When the fall semester opens at Harvard University in just a few short weeks, the campus will still be echoing from the cheating scandal last year that saw the suspension of more than 60 students in a government course.
The scandal grabbed attention because of the shock value of the headline’s pairing: Harvard students and cheating. Most commentators zeroed in on the students—apparently lazy and dishonest, for all their talent—or on the hypercompetitive culture of America’s most prestigious university. Still others suggested that cheating has become commonplace in our schools as the result of the increasingly amoral larger society in which they operate.
What these arguments have in common is the assumption that students are cheating much more than they used to. In fact, the rate of students who admit to cheating at least once in their college careers has held steady at somewhere around 75 percent since the first major survey on cheating in higher education in 1963. But 75 percent is a disheartening number for faculty, future employers, and the parents who are footing hefty tuition bills—not to mention for the five students out of every 20-person seminar who have pursued all their work honestly.

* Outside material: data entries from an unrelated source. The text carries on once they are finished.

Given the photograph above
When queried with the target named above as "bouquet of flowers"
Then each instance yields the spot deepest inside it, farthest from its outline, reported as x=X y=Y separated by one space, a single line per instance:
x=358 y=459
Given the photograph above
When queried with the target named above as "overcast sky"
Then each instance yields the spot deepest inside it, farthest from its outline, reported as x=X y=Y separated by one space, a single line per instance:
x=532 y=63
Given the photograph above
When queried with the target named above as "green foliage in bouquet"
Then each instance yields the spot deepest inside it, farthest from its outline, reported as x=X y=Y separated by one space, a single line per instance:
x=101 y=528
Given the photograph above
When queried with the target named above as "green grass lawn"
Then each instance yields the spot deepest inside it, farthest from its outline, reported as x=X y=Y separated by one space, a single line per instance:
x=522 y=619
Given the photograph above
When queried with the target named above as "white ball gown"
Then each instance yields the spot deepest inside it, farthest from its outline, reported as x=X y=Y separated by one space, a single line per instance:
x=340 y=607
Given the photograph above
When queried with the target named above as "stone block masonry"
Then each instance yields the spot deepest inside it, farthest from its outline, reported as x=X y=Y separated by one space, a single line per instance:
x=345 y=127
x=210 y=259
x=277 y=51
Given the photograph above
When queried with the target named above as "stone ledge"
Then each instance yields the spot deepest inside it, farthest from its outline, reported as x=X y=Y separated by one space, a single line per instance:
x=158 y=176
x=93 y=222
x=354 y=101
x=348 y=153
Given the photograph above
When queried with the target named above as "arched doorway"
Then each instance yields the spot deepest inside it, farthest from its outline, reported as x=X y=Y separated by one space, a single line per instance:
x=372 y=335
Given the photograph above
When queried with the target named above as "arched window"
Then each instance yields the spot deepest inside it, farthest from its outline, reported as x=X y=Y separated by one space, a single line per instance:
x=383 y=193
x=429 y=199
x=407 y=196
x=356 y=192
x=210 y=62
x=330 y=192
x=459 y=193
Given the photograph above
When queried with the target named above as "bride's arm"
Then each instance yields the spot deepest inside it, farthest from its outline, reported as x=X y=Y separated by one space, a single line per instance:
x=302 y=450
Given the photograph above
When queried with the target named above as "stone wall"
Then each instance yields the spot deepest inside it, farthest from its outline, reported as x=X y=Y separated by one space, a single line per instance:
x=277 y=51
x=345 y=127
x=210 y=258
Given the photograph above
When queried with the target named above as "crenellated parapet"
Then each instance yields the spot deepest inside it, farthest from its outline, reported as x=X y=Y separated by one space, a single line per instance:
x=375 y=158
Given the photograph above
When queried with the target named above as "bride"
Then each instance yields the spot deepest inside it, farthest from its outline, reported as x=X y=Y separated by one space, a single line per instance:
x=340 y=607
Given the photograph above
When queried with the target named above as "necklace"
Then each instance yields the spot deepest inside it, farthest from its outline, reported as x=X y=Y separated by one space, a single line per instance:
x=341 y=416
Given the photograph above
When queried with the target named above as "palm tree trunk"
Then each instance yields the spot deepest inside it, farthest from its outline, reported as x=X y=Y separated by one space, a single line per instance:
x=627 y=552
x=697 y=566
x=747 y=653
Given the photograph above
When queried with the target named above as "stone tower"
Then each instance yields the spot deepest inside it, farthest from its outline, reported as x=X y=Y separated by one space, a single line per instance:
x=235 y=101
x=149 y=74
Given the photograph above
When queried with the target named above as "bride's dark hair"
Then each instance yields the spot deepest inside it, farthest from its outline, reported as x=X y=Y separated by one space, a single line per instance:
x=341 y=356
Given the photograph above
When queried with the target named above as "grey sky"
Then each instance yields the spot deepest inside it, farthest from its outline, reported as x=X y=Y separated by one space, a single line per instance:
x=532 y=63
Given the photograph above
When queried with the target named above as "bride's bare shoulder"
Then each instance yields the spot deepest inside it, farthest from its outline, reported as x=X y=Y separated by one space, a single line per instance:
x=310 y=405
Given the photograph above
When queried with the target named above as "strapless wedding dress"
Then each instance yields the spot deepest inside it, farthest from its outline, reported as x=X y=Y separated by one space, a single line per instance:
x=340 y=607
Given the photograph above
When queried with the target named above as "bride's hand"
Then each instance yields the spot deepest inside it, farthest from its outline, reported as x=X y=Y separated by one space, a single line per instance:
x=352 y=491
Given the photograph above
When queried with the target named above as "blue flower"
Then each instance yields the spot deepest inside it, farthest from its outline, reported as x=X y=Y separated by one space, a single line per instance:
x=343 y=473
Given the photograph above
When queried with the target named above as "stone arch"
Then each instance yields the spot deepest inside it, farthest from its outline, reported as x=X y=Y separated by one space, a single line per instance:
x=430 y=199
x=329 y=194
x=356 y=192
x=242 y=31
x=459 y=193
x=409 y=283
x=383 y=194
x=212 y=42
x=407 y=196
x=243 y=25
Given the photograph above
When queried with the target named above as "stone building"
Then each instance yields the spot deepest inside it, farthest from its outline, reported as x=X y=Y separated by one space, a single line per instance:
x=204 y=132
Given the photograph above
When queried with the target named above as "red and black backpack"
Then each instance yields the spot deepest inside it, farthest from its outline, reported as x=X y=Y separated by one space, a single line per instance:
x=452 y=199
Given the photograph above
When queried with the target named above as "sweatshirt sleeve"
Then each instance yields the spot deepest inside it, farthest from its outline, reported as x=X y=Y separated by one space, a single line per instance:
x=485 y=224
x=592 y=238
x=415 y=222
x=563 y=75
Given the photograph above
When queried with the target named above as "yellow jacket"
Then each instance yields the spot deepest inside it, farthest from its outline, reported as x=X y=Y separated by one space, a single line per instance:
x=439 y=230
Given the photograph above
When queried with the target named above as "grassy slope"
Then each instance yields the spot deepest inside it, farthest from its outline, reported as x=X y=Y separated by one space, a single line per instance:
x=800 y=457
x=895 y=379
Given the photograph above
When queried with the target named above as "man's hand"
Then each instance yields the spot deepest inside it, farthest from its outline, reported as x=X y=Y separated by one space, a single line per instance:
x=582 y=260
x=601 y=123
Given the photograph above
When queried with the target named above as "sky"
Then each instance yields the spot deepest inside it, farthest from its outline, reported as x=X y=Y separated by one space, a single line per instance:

College administrators largely seem to have accepted the notion that the blame for cheating lies either at the feet of morally bankrupt students or within the overall campus climate. As a result, their efforts to reduce cheating have focused on creating first-year orientations or seminars on academic integrity, or on instituting deterrent measures like suspensions or expulsions for cheaters who are caught.
But the stability of cheating rates over the past 50 years suggests that these efforts are not having their desired effect—and an interdisciplinary new line of research in education and psychology may help explain why. Increasingly, these findings point to a radical proposition: that the very nature of the college education we provide to our students, in both its design and delivery, may turn out to be the deepest cause of cheating on campus.